Barry Gosin, Jimmy Kuhn and David Falk.
Barry Gosin, Jimmy Kuhn and David Falk
CEO; President and Head of Investor Services; President of the New York Tri-State Region at Newmark
Last year's rank: 25
Take it from Barry Gosin, who’s seen a thing or two in his decades running Newmark Knight Frank: things will be alright.
“We’ve had hundreds of years of cycles, and the one thing that they all have in common is that they end,” said Gosin, who’s served as CEO of the New York City-headquartered brokerage since 1979.
That’s not to say the firm has been complacent amid the coronavirus crisis.
Among its savvy moves has been beefing up its loan sale division and hospitality restructuring groups. And it’s still doing the sizable deals that the firm has built its name on: it recently got hired on a roughly 400,000-square-foot large block opportunity in the Flatiron District, while its investment sales team is readying an 850,000-square-foot life sciences development site in Lower Manhattan.
“I think people forget that it was only six months ago that we were celebrating a record year,” said David Falk, president of the New York Tri-State region for Newmark Knight Frank. “We really were everywhere; all different industries and all different types of product. We’ve been making tremendous success stories in every submarket.”
On the leasing side, recent highlights include representing tenants Debevoise & Plimpton taking 530,000 square feet and AllianceBernstein inking a deal for 200,000 square feet, both at Tishman Speyer’s The Spiral; repping Oscar Health in its move to 78,000 square feet at One Hudson Square; and New York City Health + Hospitals taking 520,000 square feet at 50 Water Street.
In investment sales, where the firm hired a New York City-focused team from Eastdil Secured in September, the firm’s major wins in the past year included the sale of the $1.5 billion Parker apartment portfolio, and a $275 million sale of a Long Island City opportunity zone site to TF Cornerstone.

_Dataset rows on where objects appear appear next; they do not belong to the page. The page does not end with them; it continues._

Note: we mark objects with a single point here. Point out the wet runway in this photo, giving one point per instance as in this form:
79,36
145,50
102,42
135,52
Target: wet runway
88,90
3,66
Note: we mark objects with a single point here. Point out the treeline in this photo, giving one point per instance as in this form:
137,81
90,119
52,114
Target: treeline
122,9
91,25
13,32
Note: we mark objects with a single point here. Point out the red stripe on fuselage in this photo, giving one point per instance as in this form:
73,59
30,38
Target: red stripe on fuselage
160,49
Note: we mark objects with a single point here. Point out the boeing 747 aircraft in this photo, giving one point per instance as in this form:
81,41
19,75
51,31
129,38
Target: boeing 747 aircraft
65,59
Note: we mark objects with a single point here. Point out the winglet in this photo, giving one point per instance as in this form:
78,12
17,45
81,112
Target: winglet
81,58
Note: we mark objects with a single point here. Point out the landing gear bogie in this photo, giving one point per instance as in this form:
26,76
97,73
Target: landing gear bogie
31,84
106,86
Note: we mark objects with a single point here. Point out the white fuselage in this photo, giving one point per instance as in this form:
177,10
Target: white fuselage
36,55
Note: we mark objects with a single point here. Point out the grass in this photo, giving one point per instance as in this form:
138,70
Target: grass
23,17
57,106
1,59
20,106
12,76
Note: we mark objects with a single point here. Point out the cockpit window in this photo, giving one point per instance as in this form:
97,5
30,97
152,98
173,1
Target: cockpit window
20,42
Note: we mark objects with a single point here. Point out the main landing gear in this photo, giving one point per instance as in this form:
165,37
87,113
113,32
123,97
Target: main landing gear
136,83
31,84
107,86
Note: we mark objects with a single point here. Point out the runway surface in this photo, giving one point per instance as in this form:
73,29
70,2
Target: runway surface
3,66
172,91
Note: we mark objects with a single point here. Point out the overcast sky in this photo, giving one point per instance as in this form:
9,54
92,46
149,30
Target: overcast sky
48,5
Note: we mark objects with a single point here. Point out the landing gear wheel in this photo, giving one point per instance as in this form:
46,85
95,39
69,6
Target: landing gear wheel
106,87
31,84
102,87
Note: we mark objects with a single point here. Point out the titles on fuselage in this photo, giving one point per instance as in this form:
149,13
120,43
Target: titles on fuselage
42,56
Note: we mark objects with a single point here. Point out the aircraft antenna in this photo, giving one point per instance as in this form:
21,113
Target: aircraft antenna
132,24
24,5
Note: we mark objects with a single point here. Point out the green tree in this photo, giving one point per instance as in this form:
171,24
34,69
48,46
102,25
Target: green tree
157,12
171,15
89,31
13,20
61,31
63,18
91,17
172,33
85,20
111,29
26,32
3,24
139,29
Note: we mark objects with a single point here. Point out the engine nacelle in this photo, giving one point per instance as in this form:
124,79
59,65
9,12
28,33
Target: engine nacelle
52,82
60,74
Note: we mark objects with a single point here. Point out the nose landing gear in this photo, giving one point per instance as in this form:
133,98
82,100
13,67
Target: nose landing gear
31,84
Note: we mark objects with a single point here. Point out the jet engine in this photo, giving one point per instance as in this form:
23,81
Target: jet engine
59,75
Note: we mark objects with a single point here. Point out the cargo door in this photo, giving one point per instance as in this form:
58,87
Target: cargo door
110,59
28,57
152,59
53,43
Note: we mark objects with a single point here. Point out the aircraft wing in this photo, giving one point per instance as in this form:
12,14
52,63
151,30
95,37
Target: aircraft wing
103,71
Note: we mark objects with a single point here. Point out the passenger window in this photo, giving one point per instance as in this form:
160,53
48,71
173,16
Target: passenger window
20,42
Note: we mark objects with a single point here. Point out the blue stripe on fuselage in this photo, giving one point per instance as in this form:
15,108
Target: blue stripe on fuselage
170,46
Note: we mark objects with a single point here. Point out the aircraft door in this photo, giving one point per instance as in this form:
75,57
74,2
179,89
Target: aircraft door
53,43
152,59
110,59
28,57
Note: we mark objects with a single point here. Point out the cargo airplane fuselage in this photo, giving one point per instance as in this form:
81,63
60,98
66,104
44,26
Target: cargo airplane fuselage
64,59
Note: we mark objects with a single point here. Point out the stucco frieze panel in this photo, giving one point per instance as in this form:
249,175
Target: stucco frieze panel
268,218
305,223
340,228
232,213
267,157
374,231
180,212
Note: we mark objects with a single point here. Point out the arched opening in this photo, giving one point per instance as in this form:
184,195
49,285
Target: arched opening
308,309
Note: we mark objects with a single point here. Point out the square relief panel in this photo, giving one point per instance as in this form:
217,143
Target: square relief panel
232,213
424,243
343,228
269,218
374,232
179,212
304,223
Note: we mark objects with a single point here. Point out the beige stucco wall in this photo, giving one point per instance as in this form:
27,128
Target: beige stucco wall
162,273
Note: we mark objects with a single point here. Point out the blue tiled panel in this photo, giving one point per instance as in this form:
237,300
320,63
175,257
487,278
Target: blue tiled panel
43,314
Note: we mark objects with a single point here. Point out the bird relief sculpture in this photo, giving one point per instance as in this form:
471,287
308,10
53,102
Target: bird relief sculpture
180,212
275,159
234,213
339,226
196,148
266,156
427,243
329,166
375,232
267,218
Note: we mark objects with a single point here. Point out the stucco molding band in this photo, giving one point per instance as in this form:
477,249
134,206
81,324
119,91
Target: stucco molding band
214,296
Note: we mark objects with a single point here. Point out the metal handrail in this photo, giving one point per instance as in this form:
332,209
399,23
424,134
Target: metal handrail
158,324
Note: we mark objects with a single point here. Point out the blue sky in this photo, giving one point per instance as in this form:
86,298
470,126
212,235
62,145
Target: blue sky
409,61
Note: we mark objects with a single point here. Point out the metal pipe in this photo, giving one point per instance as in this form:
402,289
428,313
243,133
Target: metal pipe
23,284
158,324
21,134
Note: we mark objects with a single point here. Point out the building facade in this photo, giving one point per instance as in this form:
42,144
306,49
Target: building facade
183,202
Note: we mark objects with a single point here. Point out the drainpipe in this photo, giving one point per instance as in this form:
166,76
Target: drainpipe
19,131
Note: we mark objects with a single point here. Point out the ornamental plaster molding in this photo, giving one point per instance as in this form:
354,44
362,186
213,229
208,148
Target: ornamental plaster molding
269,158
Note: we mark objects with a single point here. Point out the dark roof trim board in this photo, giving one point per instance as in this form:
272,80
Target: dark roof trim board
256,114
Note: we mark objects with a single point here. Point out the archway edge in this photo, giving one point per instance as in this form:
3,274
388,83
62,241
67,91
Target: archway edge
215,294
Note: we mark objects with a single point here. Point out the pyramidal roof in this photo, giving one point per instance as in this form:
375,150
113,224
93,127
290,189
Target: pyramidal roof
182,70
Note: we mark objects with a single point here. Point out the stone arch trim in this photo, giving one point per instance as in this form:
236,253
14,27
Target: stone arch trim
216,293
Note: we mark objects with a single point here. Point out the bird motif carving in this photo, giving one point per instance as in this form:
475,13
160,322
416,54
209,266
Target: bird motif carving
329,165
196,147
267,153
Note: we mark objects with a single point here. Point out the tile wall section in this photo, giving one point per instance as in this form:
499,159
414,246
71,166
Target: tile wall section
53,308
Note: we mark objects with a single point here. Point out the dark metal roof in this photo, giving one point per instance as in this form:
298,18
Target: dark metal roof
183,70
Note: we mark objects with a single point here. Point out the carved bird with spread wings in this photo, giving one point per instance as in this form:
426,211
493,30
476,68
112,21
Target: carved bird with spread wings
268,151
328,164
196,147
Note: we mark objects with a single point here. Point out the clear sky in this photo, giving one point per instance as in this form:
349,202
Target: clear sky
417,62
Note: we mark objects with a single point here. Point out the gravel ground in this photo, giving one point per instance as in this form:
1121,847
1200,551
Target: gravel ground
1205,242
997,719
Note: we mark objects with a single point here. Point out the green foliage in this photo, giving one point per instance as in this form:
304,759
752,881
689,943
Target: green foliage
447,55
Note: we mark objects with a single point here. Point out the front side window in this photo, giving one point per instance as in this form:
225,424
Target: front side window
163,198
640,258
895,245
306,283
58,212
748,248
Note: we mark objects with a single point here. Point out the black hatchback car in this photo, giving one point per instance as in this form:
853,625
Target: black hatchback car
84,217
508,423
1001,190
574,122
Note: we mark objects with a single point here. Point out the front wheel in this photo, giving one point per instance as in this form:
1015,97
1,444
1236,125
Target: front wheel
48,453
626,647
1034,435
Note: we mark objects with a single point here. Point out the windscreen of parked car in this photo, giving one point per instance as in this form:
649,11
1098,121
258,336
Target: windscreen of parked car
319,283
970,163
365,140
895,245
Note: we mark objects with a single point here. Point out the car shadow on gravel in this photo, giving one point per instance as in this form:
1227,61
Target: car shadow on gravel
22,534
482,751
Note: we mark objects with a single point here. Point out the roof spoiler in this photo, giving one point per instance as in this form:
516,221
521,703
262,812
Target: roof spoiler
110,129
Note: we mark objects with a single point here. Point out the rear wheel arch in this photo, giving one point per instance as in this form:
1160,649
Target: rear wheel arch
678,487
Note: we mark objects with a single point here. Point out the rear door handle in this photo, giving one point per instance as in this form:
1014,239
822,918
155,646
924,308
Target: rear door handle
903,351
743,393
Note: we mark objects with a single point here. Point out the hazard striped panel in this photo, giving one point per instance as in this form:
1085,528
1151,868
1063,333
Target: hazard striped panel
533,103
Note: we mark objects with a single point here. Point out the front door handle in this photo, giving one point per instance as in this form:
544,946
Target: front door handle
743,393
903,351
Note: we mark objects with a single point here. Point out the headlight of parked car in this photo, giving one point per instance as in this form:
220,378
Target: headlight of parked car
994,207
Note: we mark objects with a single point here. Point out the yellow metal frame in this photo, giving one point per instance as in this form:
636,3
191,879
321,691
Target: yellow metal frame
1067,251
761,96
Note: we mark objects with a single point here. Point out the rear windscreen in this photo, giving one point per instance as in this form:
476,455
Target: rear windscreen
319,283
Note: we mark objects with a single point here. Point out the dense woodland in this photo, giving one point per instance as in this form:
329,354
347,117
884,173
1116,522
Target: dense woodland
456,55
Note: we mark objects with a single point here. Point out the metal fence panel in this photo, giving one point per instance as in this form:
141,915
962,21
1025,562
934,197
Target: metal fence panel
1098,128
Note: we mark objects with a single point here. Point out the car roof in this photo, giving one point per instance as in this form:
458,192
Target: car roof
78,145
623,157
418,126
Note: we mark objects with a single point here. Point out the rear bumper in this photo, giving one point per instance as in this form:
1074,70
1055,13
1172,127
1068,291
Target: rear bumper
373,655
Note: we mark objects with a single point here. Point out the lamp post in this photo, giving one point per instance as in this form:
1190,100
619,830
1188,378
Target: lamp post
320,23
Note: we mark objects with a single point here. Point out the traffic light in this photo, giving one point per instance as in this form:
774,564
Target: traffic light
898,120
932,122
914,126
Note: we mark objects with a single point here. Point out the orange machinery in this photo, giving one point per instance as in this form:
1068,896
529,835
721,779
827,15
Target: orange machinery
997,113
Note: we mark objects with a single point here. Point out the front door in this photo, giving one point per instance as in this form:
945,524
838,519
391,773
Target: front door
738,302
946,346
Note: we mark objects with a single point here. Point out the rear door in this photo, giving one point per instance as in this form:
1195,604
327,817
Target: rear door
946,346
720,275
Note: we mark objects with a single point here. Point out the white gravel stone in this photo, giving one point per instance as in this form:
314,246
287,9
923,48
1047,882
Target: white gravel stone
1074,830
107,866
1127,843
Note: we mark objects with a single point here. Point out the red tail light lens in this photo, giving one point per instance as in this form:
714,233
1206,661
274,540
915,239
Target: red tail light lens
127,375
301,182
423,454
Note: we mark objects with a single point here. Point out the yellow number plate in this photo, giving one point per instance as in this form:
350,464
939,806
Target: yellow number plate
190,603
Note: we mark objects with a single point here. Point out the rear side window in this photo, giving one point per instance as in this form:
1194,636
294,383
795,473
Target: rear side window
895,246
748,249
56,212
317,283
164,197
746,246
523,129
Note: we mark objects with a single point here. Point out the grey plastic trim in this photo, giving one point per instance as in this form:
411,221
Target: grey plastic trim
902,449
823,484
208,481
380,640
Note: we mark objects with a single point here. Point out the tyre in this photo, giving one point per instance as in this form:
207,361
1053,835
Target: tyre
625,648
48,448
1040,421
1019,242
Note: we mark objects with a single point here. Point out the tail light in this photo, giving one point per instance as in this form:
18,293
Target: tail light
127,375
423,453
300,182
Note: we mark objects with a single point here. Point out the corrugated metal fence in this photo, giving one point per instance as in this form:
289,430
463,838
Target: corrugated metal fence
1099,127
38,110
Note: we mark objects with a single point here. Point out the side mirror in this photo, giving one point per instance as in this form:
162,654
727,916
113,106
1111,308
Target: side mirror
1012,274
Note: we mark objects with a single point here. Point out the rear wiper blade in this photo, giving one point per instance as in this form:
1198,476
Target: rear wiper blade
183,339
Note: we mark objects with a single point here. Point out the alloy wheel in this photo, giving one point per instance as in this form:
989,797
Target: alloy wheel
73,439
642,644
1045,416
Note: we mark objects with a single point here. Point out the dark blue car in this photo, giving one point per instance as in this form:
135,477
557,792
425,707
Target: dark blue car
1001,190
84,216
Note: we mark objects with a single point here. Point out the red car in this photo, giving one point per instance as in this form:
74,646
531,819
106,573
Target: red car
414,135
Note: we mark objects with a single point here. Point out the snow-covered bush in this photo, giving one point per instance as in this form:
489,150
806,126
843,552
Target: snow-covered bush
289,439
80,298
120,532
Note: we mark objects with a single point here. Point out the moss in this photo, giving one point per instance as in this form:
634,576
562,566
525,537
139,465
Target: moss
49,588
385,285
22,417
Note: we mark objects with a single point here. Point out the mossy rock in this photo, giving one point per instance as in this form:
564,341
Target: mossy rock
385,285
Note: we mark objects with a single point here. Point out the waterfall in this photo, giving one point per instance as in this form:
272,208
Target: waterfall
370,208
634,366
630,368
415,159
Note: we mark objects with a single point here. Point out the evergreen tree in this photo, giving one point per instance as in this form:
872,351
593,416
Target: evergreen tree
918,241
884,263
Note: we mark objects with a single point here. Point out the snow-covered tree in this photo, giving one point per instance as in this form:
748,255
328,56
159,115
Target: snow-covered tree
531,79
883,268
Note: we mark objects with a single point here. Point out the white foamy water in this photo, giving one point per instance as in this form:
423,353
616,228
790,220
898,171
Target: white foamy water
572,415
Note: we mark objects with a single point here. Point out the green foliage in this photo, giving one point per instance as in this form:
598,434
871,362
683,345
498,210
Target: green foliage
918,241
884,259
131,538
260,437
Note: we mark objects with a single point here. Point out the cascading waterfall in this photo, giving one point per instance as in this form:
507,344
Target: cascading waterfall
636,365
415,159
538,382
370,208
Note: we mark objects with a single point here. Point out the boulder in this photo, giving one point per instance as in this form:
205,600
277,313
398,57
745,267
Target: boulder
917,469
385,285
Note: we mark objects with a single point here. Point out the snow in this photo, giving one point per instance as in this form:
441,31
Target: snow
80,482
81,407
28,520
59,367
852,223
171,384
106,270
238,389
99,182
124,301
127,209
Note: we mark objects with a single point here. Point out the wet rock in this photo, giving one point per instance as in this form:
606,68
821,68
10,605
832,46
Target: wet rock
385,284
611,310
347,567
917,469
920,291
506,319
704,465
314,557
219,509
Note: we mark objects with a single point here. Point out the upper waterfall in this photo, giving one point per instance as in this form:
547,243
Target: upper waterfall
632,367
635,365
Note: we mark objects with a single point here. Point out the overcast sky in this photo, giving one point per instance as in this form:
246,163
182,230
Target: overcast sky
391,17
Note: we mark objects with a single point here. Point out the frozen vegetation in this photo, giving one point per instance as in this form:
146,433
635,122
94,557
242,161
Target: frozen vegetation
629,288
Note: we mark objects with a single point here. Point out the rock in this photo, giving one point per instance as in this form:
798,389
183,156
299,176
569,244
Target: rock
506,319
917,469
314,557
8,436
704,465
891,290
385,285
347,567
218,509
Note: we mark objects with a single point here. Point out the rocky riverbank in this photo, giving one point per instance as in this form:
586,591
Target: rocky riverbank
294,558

“[Investors] are thinking about 2022, and they’re saying, ‘We know there’s not a structural problem, per se, and so we’re going to underwrite real estate deals based on what we think is going to be in favor,’” said Jimmy Kuhn, president and head of investor servicers at the firm, pointing to select industries such as data centers, life sciences, multi-level industrial, healthcare and film production studios.
But don’t count Newmark among the prognosticators predicting the downfall of New York’s office market, much less the city itself.
“People are social animals, and the sense of isolation and the disconnect has a deleterious impact on businesses,” Gosin said. “It’s hard to create stuff, it’s hard to innovate when you’re not in a collaborative environment.”
“This crisis is four and a half months,” he added. “You can’t undo hundreds of years in four and a half months.”—S.G.